Faithful Chain-of-Thought Reasoning (arXiv:2301.13379)¶
Motivation¶
- Standard CoT prompting improves reasoning but lacks faithfulness: the generated chain may not truly explain the final answer.
- Faithful CoT enforces causal alignment between reasoning and answer through deterministic execution of symbolic logic.
- This ensures explanations are not only plausible but faithful to the actual computation.
Framework Overview¶
Two-Stage Pipeline¶
Translation Stage:
LM translates input question $Q$ into a reasoning chain $C$ consisting of:
- CNL: Natural Language (subquestions, rationales, dependency tags)
- CSL: Symbolic Language (Python, Datalog, PDDL)
Problem Solving Stage:
- CSL is executed by an external deterministic solver (e.g., Python interpreter, Datalog engine)

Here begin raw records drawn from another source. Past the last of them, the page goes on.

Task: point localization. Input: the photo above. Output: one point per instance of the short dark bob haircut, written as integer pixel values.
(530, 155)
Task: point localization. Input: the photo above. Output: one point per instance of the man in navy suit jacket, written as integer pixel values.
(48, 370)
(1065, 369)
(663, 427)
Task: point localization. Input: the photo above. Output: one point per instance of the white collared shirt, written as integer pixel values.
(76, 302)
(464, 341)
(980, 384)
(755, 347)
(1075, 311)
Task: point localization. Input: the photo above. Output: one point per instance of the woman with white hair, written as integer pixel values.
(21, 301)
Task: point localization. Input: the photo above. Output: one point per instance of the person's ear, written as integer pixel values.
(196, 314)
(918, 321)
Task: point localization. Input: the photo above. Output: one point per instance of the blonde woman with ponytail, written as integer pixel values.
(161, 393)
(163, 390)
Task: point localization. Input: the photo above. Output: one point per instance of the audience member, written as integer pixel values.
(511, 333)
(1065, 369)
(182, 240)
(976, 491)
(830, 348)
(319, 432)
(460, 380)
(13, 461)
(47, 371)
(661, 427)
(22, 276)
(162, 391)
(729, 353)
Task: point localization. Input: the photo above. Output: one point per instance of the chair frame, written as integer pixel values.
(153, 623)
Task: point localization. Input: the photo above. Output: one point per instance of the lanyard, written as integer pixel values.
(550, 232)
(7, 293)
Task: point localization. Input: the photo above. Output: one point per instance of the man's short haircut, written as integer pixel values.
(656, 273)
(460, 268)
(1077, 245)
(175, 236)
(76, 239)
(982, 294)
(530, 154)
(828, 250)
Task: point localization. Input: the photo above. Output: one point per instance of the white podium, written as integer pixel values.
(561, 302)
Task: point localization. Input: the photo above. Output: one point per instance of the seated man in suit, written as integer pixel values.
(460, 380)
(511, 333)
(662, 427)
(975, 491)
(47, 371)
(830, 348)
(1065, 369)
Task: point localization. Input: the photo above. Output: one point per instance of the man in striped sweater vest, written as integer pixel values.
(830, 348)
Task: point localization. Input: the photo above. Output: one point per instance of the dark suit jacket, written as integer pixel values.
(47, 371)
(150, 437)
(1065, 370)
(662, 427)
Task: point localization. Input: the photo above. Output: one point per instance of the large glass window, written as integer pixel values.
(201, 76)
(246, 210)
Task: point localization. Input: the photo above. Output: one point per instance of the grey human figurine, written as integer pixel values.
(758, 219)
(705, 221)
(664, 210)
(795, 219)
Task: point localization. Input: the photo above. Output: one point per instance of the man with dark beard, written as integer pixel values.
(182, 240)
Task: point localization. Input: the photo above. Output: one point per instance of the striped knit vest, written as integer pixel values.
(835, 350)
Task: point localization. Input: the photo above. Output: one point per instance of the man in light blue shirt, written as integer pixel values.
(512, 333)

- Final answer $A$ is guaranteed to follow from the reasoning chain
Taxonomy of CoT Prompting¶
Type | Description |
---|---|
All-at-once | LM generates reasoning and answer as a single block (e.g., Standard CoT) |
Ensemble-based | Generates multiple (C, A) pairs, selects answer via majority voting |
Modularized | Breaks query into subquestions and solves step-by-step (e.g., LtM) |
Faithful CoT = Modularized + Executable CoT with interleaved NL and SL
Evaluation Tasks and Datasets¶
Math Word Problems (MWP)¶
- Datasets: GSM8K, SVAMP, MultiArith, ASDiv, AQuA
- SL: Python
- Answer: Numeric or string-valued expressions
Multi-hop QA¶
- Datasets: StrategyQA, Date Understanding, Sports Understanding
- SL: Datalog, Python
- Answer: Boolean or short strings
Planning¶
- Dataset: SayCan
- SL: PDDL
- Answer: Action sequence plan
Relational Inference¶
- Dataset: CLUTRR
- SL: Python + transitivity logic
- Answer: Family relation string
Performance Results (Code-davinci-002)¶
Dataset | CoT (Greedy) | Faithful CoT (Greedy) | Faithful CoT (Self-Consistent) |
---|---|---|---|
GSM8K | 63.3 | 72.3 (+9.0) | 65.9 |
SVAMP | 78.0 | 80.0 (+2.0) | 80.3 |
MultiArith | 86.8 | 88.8 (+2.0) | 88.8 |
ASDiv | 80.0 | 82.5 (+2.5) | 80.2 |
AQuA | 42.1 | 47.2 (+12.1) | 50.2 (+18.1) |
StrategyQA | 76.5 | 76.3 | 76.7 |
Date Understanding | 40.6 | 47.2 (+6.5) | 50.9 (+10.8) |
Sports Understanding | 98.8 | 98.8 | 99.0 |
SayCan | 80.0 | 89.3 (+9.3) | 91.3 (+11.3) |
CLUTRR | 42.0 | 63.3 (+21.3) | 71.9 (+41.3) |
Ablation Study¶
Prompt Variation | GSM8K | Date | SayCan | CLUTRR | Observation |
---|---|---|---|---|---|
Full | 72.3 | 47.2 | 89.3 | 63.3 | Best performance overall |
No rationale | ~72 | ~47 | ~88 | ↓ | CLUTRR most affected |
No NL but nudge | ↓ | ~47 | ~88 | ↑31.3 | Nudge line alone helps |
No NL | ↓ | ↓ | ~88 | ↓↓ | Major drop in CLUTRR |
No solver | ↓50.8 | ↓22.9 | ↑2.9 | ↓19.4 | Solver critical except in SayCan |
Robustness to Exemplars¶
- 5 randomized prompts tested
- Accuracy range: −1.5 to +1.2 around original
- Standard deviation: 1.3–2.9%
- Conclusion: Method is robust to example choice
Human Evaluation (Plausibility of Reasoning Chains)¶
Dataset | Fully Correct Reasoning Chain (%) |
---|---|
MWP | 90%+ |
SayCan | 90%+ |
CLUTRR | 88.0% |
Date | 87.9% |
StrategyQA | 66.7% |
StrategyQA suffers due to:
- Binary format (chance success)
- Weak Datalog fluency in Codex
- Mistaken human judgments
Contributions¶
- Propose a faithful, interpretable CoT reasoning framework using NL+SL and deterministic solvers.
- Demonstrate consistent empirical improvements across 10 reasoning datasets.
- Show generalizability across domains and symbolic languages.
- Conduct first large-scale human evaluation on CoT reasoning chain plausibility.
- Prove that faithfulness improves interpretability without sacrificing performance.